I received my order a few days ago, which was just Early Morning blush and Hot Spell lipglass. Early Morning is gorgeous! I love it... It lasted through my entire 12 hour shift and still looked as good as when I first applied it. Hot Spell... meh. I could have done without it.


----------



## misha5150 (Jan 11, 2012)

I recieved my package yesterday and I just love how subtle and smooth Early Morning is!! It's matte but has a slight sheen to it. I used the 187 to apply it to my cheeks since my regular blush brush left a powdery mess in the pan. Today I used Sunny By Nature as a highlight and EM as a blush and it gave me a beautiful, soft, natural glow!!!


----------



## kimbunney (Jan 11, 2012)

I went back and got daylight MES I love these so much from this collection. I think I want the last one just to make my set complete.


----------



## joshuaCARTERmac (Jan 11, 2012)

Fresh Honey is AMAZING  love it !


----------



## joshuaCARTERmac (Jan 11, 2012)

Our store took a while to get it in also


----------



## BrownEy3d (Jan 14, 2012)

Has anyone worn Fresh Honey on, yet? I keep wondering whether or not it will be too light/powdery on darker skin.


----------



## afulton (Jan 15, 2012)

I really wanted to get Fresh Honey, but every time I swatched it on my hand, it came off chalky.  


BrownEy3d said:


> Has anyone worn Fresh Honey on, yet? I keep wondering whether or not it will be too light/powdery on darker skin.


----------



## iadorepretty (Jan 16, 2012)

i originally only ordered Redhead from this collection. but after i checked out the collection in store i picked up Beach Sand, Naked Space. Beach Sand is such a pretty nude, surprised so many people are sleeping on this color and it looks even better with Naked Space.
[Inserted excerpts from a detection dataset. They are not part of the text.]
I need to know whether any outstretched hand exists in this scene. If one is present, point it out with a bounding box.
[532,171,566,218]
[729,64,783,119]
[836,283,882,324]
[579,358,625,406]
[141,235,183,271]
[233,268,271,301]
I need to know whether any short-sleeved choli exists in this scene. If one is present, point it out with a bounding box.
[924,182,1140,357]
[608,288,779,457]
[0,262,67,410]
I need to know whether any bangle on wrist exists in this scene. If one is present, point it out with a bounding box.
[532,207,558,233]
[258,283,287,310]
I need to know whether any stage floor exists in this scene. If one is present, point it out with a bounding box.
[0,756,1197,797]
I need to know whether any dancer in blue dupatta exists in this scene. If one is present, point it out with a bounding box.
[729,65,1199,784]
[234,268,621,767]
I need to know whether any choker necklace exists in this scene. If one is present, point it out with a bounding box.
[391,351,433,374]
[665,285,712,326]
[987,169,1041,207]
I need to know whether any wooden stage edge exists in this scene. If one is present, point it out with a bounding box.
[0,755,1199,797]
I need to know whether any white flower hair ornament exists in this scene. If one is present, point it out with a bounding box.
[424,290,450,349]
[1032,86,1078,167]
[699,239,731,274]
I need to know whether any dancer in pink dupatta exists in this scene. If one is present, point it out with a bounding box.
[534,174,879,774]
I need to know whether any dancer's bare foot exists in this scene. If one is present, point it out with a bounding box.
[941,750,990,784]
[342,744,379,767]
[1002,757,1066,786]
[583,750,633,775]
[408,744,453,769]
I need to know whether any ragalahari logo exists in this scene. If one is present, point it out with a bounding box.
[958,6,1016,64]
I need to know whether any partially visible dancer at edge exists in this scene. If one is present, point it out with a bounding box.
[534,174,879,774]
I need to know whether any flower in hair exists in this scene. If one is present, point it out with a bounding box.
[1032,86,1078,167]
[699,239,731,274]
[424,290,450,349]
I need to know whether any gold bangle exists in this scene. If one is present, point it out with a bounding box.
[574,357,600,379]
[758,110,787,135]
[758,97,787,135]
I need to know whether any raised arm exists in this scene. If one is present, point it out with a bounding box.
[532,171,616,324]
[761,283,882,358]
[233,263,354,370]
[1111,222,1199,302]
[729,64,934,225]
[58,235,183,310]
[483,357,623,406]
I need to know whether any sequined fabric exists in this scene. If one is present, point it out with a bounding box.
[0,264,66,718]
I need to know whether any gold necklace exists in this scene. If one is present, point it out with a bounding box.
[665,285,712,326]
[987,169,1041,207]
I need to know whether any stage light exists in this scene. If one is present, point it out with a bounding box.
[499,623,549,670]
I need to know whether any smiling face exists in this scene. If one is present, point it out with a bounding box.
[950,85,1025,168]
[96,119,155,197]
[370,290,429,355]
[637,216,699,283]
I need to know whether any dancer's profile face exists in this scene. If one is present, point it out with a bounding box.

  	i also picked up 2 of the blushes: Fresh Honey and Subtle Breeze. i passed on Early Morning, it was a little too red for me.


----------



## Copperhead (Jan 16, 2012)

iadorepretty said:


> i originally only ordered Redhead from this collection. but after i checked out the collection in store i picked up Beach Sand, Naked Space. *Beach Sand is such a pretty nude,* surprised so many people are sleeping on this color and it looks even better with Naked Space.
> 
> i also picked up 2 of the blushes: Fresh Honey and Subtle Breeze. i passed on Early Morning, it was a little too red for me.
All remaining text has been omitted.